As on March 31, 2016, non-current liabilities of DLF stood at Rs 24,611 crore as compared to Rs 20,396 crore last year. Cost of debt on a consolidated basis has moved down from 12.5 per cent as on March 31, 2015 to 11.54 per cent as on March 31, 2016.
DLF expects to get expression of interest from potential investors from June onwards to acquire promoters’ 40 per cent stake in its rental arm DLF Cyber City Developers Ltd (DCCDL) for an estimated Rs 12,000-14,000 crore.
Crisil has revised its rating outlook on Long Term Bank facilities and Debt instruments of DLF Ltd from “Negative to Stable ‘”.
Both technical and fundamental analysts are looking bullish on DLF shares. Chandan Taparia, technical analyst, Anand Rathi Financial Services said, “DLF has been holding the gains from last four months and sustained buying is being witnessed in the counter at every small declines. Earlier it used to be a high beta stock with the negative trend but from last couple of weeks it remains resilient at the time of market declines and participates with the market rally. It has multiple support near Rs 118-119 zones and holding above Rs 132 may start the next up move towards Rs 142-145 zones. It has surpassed its falling supply trend line and trading above all the short and medium term moving averages but as the long-term trend is still under pressure and it is among the wealth creators favourite as the stock not done well over the last five years.”

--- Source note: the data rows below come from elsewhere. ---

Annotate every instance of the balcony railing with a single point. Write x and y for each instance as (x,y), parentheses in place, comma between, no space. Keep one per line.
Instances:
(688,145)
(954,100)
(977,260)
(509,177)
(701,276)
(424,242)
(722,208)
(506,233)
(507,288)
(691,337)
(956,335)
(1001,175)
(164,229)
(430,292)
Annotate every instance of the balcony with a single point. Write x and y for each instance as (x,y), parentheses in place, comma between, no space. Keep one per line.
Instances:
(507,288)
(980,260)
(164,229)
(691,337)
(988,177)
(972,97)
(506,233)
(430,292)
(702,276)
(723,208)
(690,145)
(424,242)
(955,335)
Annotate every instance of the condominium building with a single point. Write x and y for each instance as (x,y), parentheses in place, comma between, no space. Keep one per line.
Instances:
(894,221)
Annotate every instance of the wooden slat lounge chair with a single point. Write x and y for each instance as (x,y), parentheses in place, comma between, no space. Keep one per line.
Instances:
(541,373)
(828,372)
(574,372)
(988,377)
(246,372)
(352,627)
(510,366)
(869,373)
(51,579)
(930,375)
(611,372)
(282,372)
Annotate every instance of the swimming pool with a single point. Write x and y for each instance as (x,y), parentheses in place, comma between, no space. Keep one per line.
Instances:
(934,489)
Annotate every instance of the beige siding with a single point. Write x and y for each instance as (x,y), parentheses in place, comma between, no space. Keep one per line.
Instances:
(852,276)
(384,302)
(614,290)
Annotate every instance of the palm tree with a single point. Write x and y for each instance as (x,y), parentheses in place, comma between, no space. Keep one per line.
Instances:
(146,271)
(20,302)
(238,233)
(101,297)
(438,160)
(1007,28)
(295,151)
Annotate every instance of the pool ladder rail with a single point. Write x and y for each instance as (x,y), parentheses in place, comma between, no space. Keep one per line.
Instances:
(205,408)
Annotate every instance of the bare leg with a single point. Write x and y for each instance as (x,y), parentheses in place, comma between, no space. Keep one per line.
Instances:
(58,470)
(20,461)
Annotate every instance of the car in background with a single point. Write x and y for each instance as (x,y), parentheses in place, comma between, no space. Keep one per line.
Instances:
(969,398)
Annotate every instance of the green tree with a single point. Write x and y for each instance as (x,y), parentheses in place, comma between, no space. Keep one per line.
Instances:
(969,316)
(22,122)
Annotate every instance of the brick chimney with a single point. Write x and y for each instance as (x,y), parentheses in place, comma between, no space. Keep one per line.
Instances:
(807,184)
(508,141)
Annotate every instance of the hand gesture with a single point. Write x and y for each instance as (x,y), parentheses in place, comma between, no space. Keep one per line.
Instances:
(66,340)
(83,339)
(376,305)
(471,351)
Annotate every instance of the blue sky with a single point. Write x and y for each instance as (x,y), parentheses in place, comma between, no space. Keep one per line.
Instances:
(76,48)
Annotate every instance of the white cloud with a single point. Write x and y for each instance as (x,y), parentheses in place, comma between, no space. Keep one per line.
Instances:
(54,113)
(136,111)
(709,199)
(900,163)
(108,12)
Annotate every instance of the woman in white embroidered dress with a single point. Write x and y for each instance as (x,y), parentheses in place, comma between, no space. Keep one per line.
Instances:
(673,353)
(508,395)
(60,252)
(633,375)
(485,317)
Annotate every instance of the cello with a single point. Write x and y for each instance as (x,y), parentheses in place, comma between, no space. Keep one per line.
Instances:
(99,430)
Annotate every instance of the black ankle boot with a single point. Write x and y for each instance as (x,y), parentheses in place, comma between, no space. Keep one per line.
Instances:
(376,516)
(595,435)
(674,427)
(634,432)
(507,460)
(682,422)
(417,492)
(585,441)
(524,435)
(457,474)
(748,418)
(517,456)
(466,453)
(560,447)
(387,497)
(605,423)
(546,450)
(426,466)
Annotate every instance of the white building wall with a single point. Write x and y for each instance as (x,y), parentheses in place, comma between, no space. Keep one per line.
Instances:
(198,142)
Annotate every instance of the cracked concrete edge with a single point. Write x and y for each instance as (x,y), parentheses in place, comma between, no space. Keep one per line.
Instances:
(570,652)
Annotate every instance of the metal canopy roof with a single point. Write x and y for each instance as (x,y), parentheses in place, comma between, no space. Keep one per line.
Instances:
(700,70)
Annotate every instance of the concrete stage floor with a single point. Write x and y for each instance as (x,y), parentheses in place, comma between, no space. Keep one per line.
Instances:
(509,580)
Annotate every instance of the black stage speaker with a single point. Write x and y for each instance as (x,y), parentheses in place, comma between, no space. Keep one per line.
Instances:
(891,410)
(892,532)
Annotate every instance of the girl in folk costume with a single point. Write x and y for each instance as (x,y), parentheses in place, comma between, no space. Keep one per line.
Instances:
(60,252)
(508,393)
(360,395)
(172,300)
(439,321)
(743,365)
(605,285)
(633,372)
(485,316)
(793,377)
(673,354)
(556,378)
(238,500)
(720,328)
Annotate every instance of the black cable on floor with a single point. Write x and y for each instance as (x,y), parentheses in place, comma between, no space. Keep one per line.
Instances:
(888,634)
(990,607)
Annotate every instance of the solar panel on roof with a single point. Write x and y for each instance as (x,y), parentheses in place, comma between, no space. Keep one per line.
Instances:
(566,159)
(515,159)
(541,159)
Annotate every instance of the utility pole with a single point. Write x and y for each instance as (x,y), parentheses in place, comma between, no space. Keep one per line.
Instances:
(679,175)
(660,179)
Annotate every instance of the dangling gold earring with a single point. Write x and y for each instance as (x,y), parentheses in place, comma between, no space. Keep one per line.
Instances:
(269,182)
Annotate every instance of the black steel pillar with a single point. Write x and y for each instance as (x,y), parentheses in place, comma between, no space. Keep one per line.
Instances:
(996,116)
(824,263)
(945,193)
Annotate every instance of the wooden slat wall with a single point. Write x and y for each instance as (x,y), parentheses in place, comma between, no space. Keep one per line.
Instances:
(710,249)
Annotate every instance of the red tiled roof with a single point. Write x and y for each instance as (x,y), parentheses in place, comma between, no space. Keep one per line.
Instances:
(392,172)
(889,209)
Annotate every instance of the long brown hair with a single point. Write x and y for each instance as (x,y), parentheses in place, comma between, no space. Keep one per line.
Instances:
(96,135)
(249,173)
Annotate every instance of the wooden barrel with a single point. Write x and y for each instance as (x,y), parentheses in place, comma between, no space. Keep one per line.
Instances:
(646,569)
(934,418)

According to DLF, higher income levels and improved sentiment will improve absorption levels with pickup in GDP.
G Chokkalingam, founder, Equinomics Research & Advisory said, “Real estate stocks were hammered heavily in the past five years. We witnessed some low level buying in DLF with some foreign stakeholder also invested in rental business model boosted market sentiments. I think economy will improve further in the next couple of years. Investors can buy DLF shares for upside of nearly 50 per cent in the next 2-3 years.”
DLF is one of India’s largest real estate companies that has over 60 years track record of sustained growth, customer satisfaction, and innovation. The company has 288 million square feet (approximately) of development potential with 45 million square feet of projects under construction.